Overall, FI was judged useful in most patients (98.3%), which is consistent with previous single-center experiences [11, 18, 27, 35, 40]. The initial data from the registry show reproducibility of the encouraging single-center outcomes across centers worldwide. With growing data, the optimal registration protocols for specific patients’ sizes, anatomies, and types of interventions could be established. Unified protocols and the addition of other groups with different imaging techniques (2D imaging, 3DRA) to the study are necessary to objectively explore all benefits of FI with direct 2D–3D registration.

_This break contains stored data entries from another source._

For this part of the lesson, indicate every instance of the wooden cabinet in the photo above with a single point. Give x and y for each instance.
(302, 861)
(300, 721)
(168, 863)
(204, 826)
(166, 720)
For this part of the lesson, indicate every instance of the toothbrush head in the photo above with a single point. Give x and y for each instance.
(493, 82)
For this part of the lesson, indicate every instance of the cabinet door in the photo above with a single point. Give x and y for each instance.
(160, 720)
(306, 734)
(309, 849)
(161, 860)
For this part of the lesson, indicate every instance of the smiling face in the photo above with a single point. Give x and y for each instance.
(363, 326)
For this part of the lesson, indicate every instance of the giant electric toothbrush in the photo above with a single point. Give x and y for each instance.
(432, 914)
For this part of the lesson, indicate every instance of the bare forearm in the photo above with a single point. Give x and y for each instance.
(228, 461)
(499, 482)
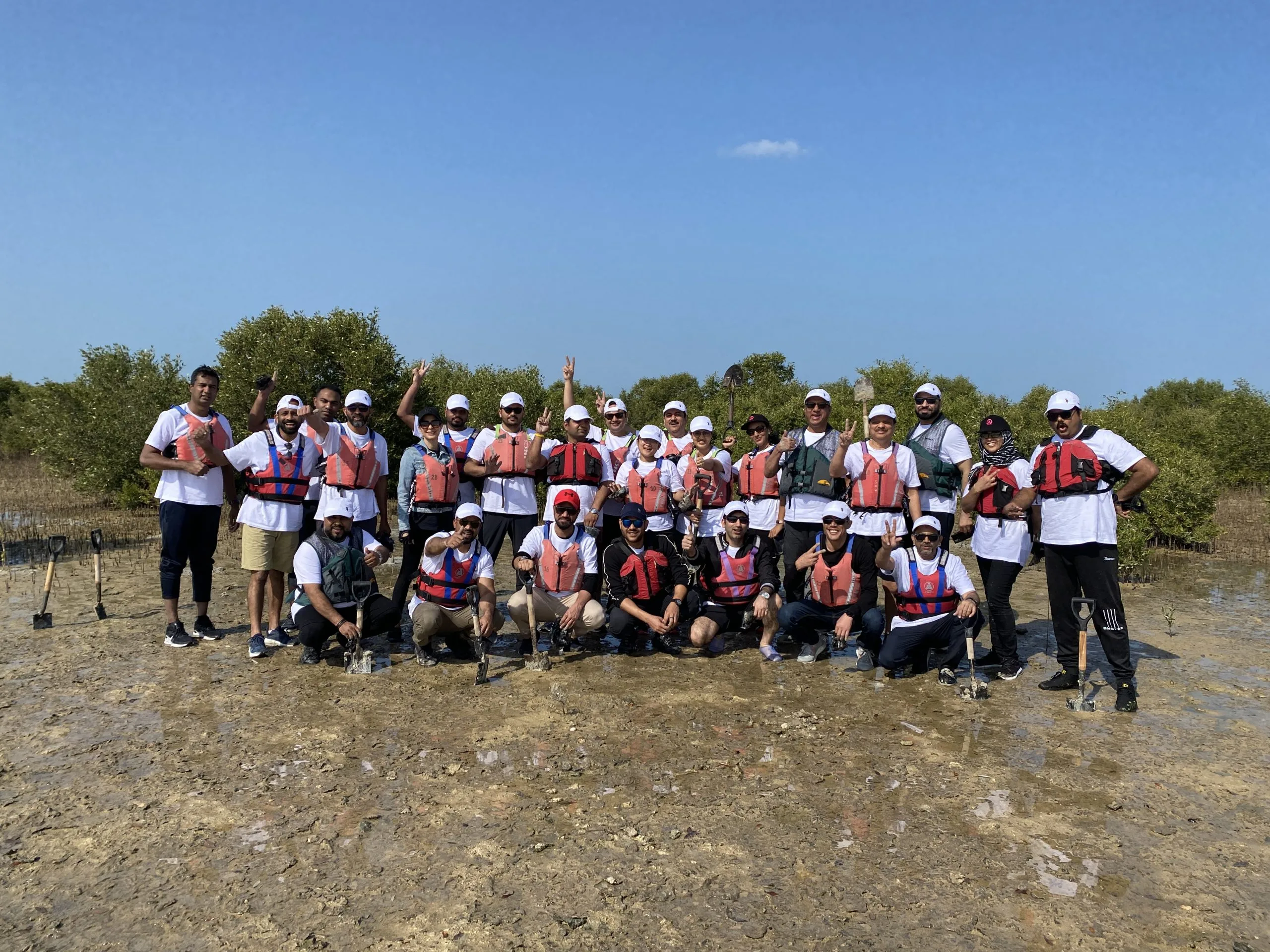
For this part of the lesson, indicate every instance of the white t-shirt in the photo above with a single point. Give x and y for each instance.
(1074, 521)
(1010, 540)
(365, 506)
(587, 494)
(587, 550)
(435, 564)
(711, 520)
(671, 479)
(509, 495)
(308, 567)
(762, 512)
(954, 450)
(807, 507)
(906, 469)
(178, 485)
(954, 570)
(253, 454)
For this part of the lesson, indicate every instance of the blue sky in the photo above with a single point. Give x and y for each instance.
(1074, 193)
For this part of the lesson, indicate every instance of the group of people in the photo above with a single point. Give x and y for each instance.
(798, 536)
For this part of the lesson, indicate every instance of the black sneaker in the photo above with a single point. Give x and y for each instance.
(176, 636)
(1126, 697)
(1062, 681)
(205, 629)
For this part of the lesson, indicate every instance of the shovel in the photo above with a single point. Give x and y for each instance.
(44, 619)
(97, 572)
(1083, 611)
(357, 659)
(976, 690)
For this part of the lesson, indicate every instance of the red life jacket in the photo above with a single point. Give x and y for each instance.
(647, 572)
(737, 582)
(557, 570)
(879, 488)
(648, 490)
(1072, 469)
(448, 587)
(713, 490)
(437, 481)
(575, 465)
(928, 595)
(351, 468)
(837, 586)
(187, 448)
(281, 481)
(751, 483)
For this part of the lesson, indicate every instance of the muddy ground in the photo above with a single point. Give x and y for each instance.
(155, 799)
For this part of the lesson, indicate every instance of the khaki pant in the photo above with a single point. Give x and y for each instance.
(549, 608)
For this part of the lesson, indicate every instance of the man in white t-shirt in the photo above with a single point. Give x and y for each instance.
(943, 457)
(191, 490)
(1075, 475)
(357, 469)
(452, 563)
(278, 460)
(935, 598)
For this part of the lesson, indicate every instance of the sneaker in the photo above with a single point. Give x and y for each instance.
(815, 652)
(205, 629)
(176, 636)
(1062, 681)
(278, 639)
(1126, 697)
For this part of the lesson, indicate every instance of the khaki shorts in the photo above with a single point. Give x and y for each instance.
(266, 550)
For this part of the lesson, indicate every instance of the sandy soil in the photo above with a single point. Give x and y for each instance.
(154, 799)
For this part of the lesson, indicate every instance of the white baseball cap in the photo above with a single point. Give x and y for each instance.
(468, 511)
(1064, 400)
(838, 511)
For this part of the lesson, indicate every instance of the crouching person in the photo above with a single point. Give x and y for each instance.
(833, 595)
(935, 597)
(738, 574)
(452, 563)
(566, 563)
(327, 565)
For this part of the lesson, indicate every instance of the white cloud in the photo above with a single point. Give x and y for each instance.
(767, 149)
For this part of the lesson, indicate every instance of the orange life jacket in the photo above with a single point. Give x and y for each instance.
(879, 488)
(282, 480)
(351, 468)
(648, 490)
(751, 481)
(837, 586)
(557, 570)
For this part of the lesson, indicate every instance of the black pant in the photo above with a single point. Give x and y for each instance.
(999, 581)
(189, 536)
(380, 617)
(423, 526)
(1091, 572)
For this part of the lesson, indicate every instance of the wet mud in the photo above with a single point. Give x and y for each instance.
(154, 799)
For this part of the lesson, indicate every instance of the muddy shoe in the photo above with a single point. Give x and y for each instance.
(1062, 681)
(176, 636)
(1126, 697)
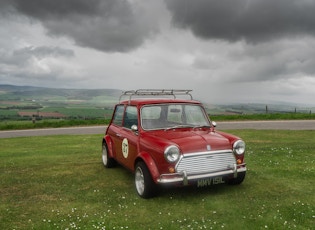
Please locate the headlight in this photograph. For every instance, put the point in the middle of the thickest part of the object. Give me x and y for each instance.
(239, 147)
(171, 153)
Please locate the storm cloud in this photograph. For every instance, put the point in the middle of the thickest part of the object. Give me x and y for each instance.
(110, 26)
(252, 20)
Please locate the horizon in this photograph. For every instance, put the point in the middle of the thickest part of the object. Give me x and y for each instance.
(250, 51)
(265, 103)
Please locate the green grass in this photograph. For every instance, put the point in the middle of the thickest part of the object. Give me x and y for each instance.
(54, 123)
(59, 182)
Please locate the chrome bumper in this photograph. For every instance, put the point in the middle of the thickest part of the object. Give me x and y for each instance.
(182, 177)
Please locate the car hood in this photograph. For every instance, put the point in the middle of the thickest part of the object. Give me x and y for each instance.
(193, 141)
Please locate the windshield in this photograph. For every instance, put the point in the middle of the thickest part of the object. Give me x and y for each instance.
(168, 116)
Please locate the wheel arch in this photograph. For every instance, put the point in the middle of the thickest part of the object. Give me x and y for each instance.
(150, 163)
(109, 143)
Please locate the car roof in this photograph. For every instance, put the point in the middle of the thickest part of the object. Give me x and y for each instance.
(150, 101)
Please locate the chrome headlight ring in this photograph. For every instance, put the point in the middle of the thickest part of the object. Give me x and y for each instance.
(239, 147)
(172, 153)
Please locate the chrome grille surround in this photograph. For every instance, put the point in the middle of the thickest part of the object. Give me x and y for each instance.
(206, 162)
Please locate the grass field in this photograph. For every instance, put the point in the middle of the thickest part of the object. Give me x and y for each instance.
(58, 182)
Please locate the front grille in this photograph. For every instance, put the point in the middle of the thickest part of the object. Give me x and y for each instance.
(198, 163)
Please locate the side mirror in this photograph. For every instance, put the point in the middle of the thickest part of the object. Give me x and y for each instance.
(134, 128)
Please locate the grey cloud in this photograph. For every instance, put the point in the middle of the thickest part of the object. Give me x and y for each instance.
(23, 55)
(107, 25)
(251, 20)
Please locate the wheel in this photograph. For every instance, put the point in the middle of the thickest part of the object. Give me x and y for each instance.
(145, 186)
(108, 162)
(238, 180)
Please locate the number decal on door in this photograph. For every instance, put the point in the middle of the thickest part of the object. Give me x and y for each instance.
(125, 147)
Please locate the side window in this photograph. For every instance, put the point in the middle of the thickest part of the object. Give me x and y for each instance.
(118, 115)
(174, 113)
(130, 117)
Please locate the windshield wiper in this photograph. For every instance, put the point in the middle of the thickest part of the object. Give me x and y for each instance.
(179, 126)
(202, 126)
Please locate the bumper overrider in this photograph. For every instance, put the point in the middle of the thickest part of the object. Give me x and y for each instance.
(209, 167)
(186, 179)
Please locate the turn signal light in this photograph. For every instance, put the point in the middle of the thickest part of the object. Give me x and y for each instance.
(171, 169)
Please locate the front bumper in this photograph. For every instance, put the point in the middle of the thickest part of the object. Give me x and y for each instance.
(185, 179)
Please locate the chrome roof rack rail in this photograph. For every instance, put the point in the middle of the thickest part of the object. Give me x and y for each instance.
(156, 92)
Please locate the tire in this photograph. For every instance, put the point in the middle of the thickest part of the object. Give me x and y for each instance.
(145, 186)
(108, 162)
(238, 180)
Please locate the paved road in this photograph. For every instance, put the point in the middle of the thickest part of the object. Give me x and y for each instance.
(271, 125)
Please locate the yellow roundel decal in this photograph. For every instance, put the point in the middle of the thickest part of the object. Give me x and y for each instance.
(125, 147)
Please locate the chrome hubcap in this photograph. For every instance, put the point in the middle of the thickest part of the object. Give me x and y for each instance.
(139, 180)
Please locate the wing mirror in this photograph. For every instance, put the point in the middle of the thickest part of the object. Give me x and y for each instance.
(134, 129)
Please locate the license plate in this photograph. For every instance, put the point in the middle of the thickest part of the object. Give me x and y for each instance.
(210, 181)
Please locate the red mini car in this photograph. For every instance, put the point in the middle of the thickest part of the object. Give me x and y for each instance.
(170, 141)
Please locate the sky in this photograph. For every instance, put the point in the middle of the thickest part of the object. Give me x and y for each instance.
(226, 51)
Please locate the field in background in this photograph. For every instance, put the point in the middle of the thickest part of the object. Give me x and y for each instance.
(59, 182)
(24, 107)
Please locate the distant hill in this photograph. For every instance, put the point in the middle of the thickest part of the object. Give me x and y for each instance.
(92, 102)
(38, 92)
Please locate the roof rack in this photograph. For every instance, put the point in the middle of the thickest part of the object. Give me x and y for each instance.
(156, 92)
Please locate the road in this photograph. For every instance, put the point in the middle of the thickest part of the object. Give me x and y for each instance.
(259, 125)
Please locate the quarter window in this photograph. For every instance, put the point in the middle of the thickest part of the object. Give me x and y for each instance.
(118, 115)
(130, 117)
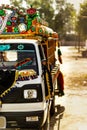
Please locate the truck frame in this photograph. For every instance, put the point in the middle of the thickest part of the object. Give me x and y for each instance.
(26, 97)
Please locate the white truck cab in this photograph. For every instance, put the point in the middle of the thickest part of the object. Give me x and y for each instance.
(26, 95)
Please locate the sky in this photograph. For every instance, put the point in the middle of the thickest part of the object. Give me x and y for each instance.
(75, 2)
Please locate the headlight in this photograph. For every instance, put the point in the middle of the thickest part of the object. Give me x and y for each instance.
(30, 93)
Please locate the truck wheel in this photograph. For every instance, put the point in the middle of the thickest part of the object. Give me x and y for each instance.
(52, 110)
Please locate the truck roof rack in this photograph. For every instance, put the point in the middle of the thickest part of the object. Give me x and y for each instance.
(18, 24)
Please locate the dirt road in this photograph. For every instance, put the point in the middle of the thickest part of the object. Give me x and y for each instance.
(72, 107)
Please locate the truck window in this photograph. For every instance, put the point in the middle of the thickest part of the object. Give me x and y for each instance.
(18, 56)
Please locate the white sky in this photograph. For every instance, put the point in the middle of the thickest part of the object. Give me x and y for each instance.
(75, 2)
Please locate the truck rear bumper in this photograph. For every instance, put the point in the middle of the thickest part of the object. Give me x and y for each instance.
(23, 119)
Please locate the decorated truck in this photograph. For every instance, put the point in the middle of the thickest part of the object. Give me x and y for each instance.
(27, 91)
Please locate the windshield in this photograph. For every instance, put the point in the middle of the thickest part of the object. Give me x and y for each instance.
(18, 56)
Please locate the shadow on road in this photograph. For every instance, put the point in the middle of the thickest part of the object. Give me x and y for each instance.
(55, 120)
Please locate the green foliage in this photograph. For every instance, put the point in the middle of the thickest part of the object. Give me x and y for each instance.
(82, 20)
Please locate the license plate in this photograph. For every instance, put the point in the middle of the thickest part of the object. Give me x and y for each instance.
(2, 122)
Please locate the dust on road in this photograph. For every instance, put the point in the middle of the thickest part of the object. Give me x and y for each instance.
(74, 69)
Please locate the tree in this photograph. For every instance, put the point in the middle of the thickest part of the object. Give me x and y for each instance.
(82, 20)
(64, 18)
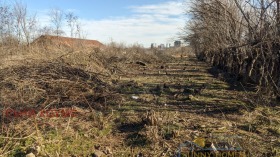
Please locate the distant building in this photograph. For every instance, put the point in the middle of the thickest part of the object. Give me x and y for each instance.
(153, 45)
(177, 43)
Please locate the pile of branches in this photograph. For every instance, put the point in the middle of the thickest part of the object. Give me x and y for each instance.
(55, 83)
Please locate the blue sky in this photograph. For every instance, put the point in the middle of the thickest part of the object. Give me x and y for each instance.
(128, 21)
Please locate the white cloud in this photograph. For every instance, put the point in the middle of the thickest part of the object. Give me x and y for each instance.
(147, 24)
(168, 8)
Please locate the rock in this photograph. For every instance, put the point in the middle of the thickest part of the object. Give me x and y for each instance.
(30, 155)
(98, 153)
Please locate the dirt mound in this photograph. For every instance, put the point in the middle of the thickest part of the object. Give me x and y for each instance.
(50, 83)
(48, 40)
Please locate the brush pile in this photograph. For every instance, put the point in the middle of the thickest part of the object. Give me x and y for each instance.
(56, 83)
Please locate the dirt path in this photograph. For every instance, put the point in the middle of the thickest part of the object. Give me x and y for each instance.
(167, 104)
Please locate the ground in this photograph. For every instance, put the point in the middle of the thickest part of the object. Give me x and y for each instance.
(148, 110)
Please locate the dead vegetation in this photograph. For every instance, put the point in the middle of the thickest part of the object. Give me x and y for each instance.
(129, 101)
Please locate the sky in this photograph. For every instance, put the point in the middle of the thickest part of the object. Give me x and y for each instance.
(124, 21)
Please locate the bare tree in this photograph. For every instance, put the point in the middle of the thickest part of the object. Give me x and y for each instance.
(6, 24)
(240, 37)
(71, 22)
(56, 16)
(25, 26)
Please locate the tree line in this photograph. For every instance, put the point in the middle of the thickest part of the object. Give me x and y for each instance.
(17, 25)
(241, 37)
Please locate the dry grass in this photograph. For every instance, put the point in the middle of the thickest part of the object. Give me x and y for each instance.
(99, 83)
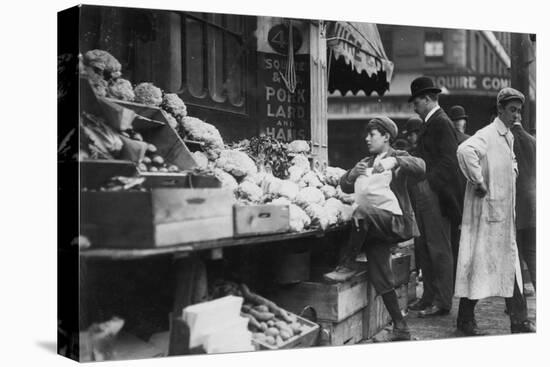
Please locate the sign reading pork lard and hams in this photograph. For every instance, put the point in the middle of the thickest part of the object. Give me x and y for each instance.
(283, 111)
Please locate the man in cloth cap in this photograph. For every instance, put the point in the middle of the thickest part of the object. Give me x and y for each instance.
(459, 118)
(439, 196)
(375, 229)
(488, 261)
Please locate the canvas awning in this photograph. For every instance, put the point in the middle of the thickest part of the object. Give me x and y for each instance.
(357, 60)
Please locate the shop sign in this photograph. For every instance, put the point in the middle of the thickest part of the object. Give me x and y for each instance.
(283, 115)
(471, 82)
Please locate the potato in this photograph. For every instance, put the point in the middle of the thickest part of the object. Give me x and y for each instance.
(261, 308)
(272, 331)
(296, 328)
(285, 335)
(158, 160)
(259, 336)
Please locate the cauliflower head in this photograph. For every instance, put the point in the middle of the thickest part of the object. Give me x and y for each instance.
(121, 89)
(309, 195)
(299, 220)
(171, 120)
(319, 216)
(310, 179)
(147, 93)
(248, 190)
(237, 163)
(328, 191)
(173, 104)
(104, 62)
(202, 131)
(301, 160)
(201, 159)
(298, 146)
(333, 175)
(226, 179)
(296, 173)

Only a single vendor product was used in all patients included in the registry. Quality of pre-catheter imaging, accurateness of the alignment, and the overall usefulness of FI were judged subjectively. Patients in whom FI was performed were selected independently by the operators at each center, leading to potential selection bias. All operators had previous experience with 3D guided catheterizations, particularly with 3DRA, and were familiar with the limitations of rigid registration. Despite this, variation in the experience of operators less experienced with 3D overlay may have influenced scoring of the alignment and overall usefulness of FI.
Conclusions
Fusion with 2D–3D registration of pre-catheterization 3D imaging with fluoroscopy is a safe and effective method for guidance of cardiac catheterization in selected congenital heart diseases. Initial data from the registry show that fusion imaging is most useful during treatment of CoA, RVOT stenting prior to PPVI, or PA stenosis. In selected patients, fusion of CT or MRI datasets enables percutaneous interventions with no prior contrast application.